То и дело Матвей неистово втягивал ноздрями ее аромат, под руками ощущая ее нежную кожу, видя ее родное лицо, чувствуя податливость и тесноту ее лона. В эти мгновения она была так соблазнительна и прекрасна. Он так давно мечтал о ней и уже даже не надеялся, что когда-нибудь будет иметь право прикасаться к ней так интимно. Он почти смирился с мыслью, что Варенька никогда не будет с ним. Лишь где-то в глубине души жила маленькая надежда на то, что она смягчится к нему. И именно эта надежда, словно птица, сейчас вылетела из клетки, обрушив на Матвея всю мощь его страсти к этой девице.
В самый апогей близости с губ Вари невольно сорвалось шепотом единственное слово:
– Любимый…
Но Матвей, пребывая в безумной чувственной лихорадке от бешеного возбуждения не расслышал его…
Глава VIII. Путь
Чуть позже, лежа на его груди, Варя вдыхала его знакомый терпкий запах и ощущала, что это он, ее Матвей, такой родной и понятный. Все, что произошло в этот час, было для нее так ново и бесценно, а более всего невероятно приятно. И как она раньше не испытывала от его близости подобного? Нет, сейчас интимная близость с этим мужчиной показалась ей безмерно упоительный и жгуче прекрасной.
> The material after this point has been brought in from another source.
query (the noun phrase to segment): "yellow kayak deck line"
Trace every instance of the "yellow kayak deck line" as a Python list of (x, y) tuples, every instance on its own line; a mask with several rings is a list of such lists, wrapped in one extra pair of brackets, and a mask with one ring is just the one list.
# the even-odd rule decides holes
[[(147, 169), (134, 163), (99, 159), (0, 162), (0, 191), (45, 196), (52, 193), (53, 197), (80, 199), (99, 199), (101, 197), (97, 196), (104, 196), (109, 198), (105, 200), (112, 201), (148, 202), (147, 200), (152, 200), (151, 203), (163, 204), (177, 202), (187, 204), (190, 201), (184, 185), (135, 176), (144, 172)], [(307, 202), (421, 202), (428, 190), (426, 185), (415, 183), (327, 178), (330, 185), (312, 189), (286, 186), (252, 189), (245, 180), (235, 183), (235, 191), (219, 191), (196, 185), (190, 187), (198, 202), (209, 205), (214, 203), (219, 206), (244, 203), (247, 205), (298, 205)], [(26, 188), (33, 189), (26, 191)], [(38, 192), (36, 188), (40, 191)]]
Варя поняла, что окончательно пропала и влюблена в этого мужчину яростно и бесповоротно.
Матвей же, прикрыв глаза, ощущал себя в каком-то нереальном сне, ибо это было слишком чудесно, чтобы оказаться правдой.
– Варенька, – пропел он вдруг в ее волосы, и она едва разобрала это слово. Приподняв руку, он начал пальцами ласкать ее нежную спину и проворковал в макушку: – Вы изменились, и мне это очень приятно осознавать…
– Я не изменилась, – тихо ответила она, уткнувшись носом в его плечо и совершенно не горя желанием отстраняться от него.
– Нет, изменились. Раньше вы бы никогда сами не пришли в мою спальню, и уж тем более для того, чтобы соблазнить меня…
Варя напряглась всем телом, отчетливо поняв, что он подтрунивает над ней, верно определив ее страстное влечение к нему. Но она сама не изменилась, она изменила свое отношение к нему, ведь теперь она любила его и желала даже больше, чем Олсуфьева когда-то.
Его слова вызвали у нее молчаливое негодование. Когда-то давно он сам искал ее общества и близости и настаивал на своих желаниях. Она же после некоторого сопротивления непременно сдавалась на его милость, чего уж греха таить. Но в последние три недели он вел себя так холодно с ней, что распалил до предела, и нынче ей самой приходилось искать повод для сближения с ним. И он это прекрасно понял, оттого теперь, естественно, чувствовал себя победителем в их долгом двухгодовалом противостоянии.